Applying the flow A of the presented methodology to the LSTM network means that the pruning and quantization parameters are selected globally for the model, and then applied for each of the W, U, and b tensors. For example, when ‘hist_amount’ pruning method was used and pruning fraction

= 0.1

, it is

\approx 10 %

of each tensor that was pruned, and not some small fraction in one layer and much higher in another.

Flow B, on the other hand, was designed to realize something akin to that second scenario. Its objective was, in our case, finding the best pruning and quantization parameters for each of the W, U, and b tensors individually, potentially resulting in lower resources consumption (e.g., when some of the tensors can be more aggressively compressed than in flow A) or better quality (e.g., retaining the high precision representation where it is needed and dropping it elsewhere). For the two-layer network mentioned above, this means that instead of finding the single pruning fraction value, it needs to optimize eight of them; similarly for the quantization bits.

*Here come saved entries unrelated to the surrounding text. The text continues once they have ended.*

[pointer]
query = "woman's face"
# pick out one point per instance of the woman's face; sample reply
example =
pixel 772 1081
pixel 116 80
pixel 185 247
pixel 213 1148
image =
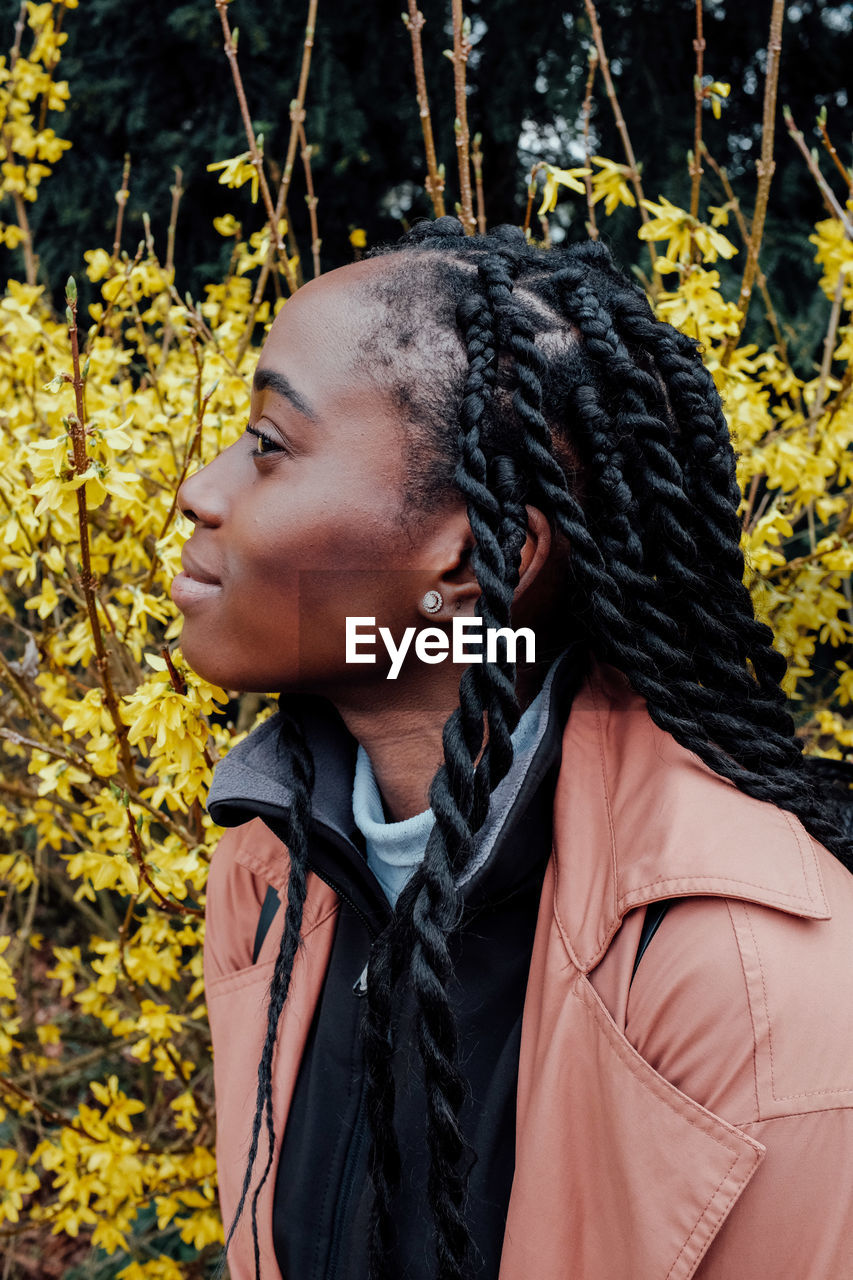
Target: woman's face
pixel 300 522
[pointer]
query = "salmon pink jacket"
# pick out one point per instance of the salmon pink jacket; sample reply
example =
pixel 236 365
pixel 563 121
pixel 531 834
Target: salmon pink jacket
pixel 698 1124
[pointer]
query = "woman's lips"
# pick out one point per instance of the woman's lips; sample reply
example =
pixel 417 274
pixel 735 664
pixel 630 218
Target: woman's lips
pixel 187 590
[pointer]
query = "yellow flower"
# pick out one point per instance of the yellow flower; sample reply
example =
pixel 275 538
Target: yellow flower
pixel 683 233
pixel 610 184
pixel 556 178
pixel 237 172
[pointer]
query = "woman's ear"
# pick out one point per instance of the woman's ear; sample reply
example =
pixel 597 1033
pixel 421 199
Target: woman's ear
pixel 536 551
pixel 456 583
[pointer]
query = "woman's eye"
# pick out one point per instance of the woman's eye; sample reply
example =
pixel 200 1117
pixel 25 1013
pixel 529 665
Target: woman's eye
pixel 265 443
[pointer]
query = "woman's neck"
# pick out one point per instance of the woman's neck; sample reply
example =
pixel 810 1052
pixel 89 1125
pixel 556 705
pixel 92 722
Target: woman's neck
pixel 402 735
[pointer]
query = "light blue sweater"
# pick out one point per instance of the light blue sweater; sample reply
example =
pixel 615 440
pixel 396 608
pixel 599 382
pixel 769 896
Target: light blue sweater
pixel 395 849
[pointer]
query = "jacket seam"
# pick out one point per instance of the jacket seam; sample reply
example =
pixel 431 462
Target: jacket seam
pixel 714 1225
pixel 237 977
pixel 621 1054
pixel 600 735
pixel 626 1054
pixel 798 1115
pixel 779 1097
pixel 804 899
pixel 752 1016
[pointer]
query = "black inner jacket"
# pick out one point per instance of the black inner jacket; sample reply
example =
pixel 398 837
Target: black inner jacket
pixel 323 1192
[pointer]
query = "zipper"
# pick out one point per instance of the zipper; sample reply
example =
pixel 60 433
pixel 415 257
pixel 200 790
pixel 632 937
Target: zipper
pixel 349 1180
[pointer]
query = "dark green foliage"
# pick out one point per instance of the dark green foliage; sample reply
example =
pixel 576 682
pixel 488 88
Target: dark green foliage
pixel 153 80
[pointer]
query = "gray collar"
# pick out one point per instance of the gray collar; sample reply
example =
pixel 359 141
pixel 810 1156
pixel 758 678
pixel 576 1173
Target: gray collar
pixel 254 780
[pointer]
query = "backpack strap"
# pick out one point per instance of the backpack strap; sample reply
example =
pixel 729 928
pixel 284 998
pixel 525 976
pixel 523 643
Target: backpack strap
pixel 655 913
pixel 268 913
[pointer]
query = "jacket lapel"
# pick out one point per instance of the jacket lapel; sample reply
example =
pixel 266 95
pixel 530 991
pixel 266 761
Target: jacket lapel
pixel 639 818
pixel 617 1171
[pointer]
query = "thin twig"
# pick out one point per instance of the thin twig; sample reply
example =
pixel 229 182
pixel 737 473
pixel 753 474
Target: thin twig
pixel 822 382
pixel 696 159
pixel 532 191
pixel 297 109
pixel 31 261
pixel 21 22
pixel 592 225
pixel 847 174
pixel 254 151
pixel 177 192
pixel 121 200
pixel 297 106
pixel 770 311
pixel 434 181
pixel 765 168
pixel 310 200
pixel 138 856
pixel 461 49
pixel 477 159
pixel 633 170
pixel 826 191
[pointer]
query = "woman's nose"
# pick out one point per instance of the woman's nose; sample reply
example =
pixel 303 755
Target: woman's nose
pixel 200 497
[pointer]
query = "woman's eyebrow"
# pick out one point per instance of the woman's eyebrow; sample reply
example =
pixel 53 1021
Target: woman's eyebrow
pixel 279 384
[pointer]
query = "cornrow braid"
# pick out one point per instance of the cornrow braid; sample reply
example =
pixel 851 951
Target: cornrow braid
pixel 301 764
pixel 429 909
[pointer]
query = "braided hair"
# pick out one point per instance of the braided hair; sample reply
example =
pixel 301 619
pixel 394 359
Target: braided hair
pixel 576 400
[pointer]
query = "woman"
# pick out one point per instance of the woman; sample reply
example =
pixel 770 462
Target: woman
pixel 477 1055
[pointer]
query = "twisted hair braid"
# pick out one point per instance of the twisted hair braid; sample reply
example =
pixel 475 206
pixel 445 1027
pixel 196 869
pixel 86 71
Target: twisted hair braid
pixel 291 741
pixel 576 400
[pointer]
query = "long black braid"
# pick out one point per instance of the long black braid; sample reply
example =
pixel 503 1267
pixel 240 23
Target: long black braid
pixel 576 400
pixel 293 746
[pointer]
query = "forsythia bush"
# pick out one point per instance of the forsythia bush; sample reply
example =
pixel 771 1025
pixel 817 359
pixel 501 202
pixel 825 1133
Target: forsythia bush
pixel 106 739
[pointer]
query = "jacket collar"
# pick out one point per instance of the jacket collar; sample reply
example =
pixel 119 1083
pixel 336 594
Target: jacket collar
pixel 254 781
pixel 639 818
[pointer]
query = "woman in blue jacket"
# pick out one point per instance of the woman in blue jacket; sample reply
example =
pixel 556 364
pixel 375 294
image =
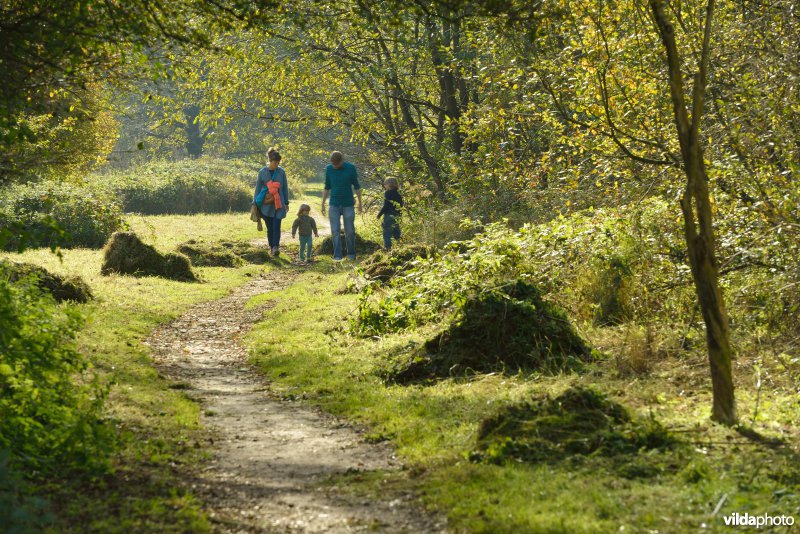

2.4. Optimization Strategy—MO-CMA-ES

In this work, we deal with a range of relatively small number of parameters, but quite diverse. There were also several criteria (e.g., the sparsity of the model, model performance) which were simultaneously taken into account during the optimization process. This multiplicity makes it very challenging to define a single descriptive objective function. Lack of a well defined objective function or an inability to provide such may be prohibitive for using simple optimization methods or heuristics. Furthermore, the parameter space is non-convex and not differentiable; thus, the gradient-based optimization methods may not be employed. Utilization of naive grid or random search approaches does no lead to satisfactory results because those procedures do not account for a complex nature of the parameters space and do not improve in the process. Consequently, a very long examination time or a very dense grid of a parameters space would be required, which is prohibitive, especially for large models where the computing time of each instance is long.

This leaves us with black-box optimization techniques. In this work, we have decided to utilize evolutionary approach. There are many of such techniques [24], but all of them may be formulated as an algorithm that delivers a set of candidate solutions to evaluate the optimization task (see Algorithm 1).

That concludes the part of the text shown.